Même les plus braves d’entre nous connaissent ce sentiment : sueurs froides, boule dans l’estomac, tremblements… La peur nous gagne tous par moment. C’est bien normal et même vital. Tour d’horizon des différentes facettes de l’effroi humain.
Albert cherche son rat
Dans les années 1920, le psychologue John B. Watson, fondateur du comportementalisme, décide de répondre à la question : peut-on inculquer une peur ? Pour ce faire, il choisit un cobaye en la personne d’un bébé de 9 mois, nommé Albert. Dans un premier temps, on présente des rats à l’enfant, qui n’y voit aucun inconvénient. Les choses se corsent lorsqu’il décide de s’approcher des rongeurs et que Watson accompagne ce geste d’un son extrêmement violent. Après de longues séances, la vue de l’animal s’accompagne de hurlements de terreur pour Albert, même en l’absence de bruit. Heureusement, de récentes études ont permis d’établir de manière plus éthique que nous naissions naturellement avec deux peurs : celle de chuter, l’enfant a tendance à s’agripper quand il risque de tomber, et celle des bruits forts qui provoquent un sursaut, une crispation, voire des pleurs. Les autres peurs, qui apparaissent plus tard, sont induites par l’éducation et la société dans laquelle nous évoluons.
Courage, fuyons !
Si nous avions encore besoin d’une preuve pour démontrer à quel point notre corps est une machine ultraperfectionnée, la peur est un choix parfait. Face à une menace, notre cerveau déclenche une réponse appelée « combat-fuite ». Scientifiquement, notre amygdale envoie un signal de détresse à l’hypothalamus pour que ce dernier convoque notre système nerveux et lui donne l’ordre de libérer hormones et neurotransmetteurs comme le cortisol, la dopamine et l’adrénaline. Grâce à ces petits soldats, notre respiration s’accélère pour accélérer le rythme cardiaque. Le cœur puise dès lors un sang plus riche en oxygène. Nos muscles et notre cerveau sont ainsi mieux coordonnés, notre vue et notre ouïe s’affinent, notre concentration devient plus pointue. De son côté, l’adrénaline provoque non seulement un effet antidouleur, mais nous permet d’augmenter notre force et de courir sur une plus grande distance, sans fatiguer. Il ne manque qu’une cape et super-froussard est là !
Docteur, j’ai peur, c’est grave ?
Dans la galaxie des phobies humaines, soit la peur irraisonnée de quelque chose qui n’est pas dangereux, il y a les grands classiques comme les araignées (arachnophobie) ou le noir (nyctophobie), et de plus incongrues, comme celle des boutons de vêtements (fibulanophobie) ou du beurre (butyrophobie).
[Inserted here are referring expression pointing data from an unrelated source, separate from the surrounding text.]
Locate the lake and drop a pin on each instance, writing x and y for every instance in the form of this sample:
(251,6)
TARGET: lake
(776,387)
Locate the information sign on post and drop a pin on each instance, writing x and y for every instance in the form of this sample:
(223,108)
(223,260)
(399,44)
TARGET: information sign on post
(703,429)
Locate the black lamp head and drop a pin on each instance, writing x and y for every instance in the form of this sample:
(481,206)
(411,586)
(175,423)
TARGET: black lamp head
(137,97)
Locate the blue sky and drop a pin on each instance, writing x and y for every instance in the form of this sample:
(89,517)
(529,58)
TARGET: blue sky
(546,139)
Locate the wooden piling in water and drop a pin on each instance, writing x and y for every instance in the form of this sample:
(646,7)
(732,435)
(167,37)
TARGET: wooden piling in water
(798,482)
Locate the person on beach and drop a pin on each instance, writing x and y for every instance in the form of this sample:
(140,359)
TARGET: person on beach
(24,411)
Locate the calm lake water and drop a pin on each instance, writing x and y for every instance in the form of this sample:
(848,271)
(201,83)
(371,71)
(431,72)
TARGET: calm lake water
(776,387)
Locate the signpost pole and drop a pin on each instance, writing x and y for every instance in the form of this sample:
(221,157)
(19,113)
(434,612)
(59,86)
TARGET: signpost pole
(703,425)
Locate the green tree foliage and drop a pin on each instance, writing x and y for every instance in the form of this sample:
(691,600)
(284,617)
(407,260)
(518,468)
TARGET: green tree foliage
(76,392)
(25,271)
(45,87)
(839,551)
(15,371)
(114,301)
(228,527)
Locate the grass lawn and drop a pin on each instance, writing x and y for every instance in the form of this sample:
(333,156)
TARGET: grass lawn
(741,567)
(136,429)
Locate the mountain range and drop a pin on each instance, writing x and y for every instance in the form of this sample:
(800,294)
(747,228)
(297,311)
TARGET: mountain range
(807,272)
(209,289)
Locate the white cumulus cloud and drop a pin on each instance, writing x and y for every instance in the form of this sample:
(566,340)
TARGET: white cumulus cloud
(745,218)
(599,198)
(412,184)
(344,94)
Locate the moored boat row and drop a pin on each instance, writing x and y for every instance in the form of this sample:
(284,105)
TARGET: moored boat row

Est-il possible de se débarrasser de ces peurs, parfois handicapantes ? Pour le savoir, retrouvons notre cher psychologue John B. Watson qui, quelques années après avoir traumatisé le pauvre Albert, a entrepris de soigner la phobie des lapins dont était atteint un enfant de 3 ans. Grâce à un contre-conditionnement, associant cette fois les animaux à des sensations agréables, comme des biscuits, Watson est parvenu à éteindre cette « cuniculophobie infantile ». La solution est-elle la même pour un adulte ? Non. Plutôt que de vous gaver de sucreries à chaque fois que vous angoissez, préférez une thérapie ciblée qui devrait durer environ une dizaine de séances, selon le degré d’installation de la phobie.
Docteur, j’aime avoir peur, c’est grave ?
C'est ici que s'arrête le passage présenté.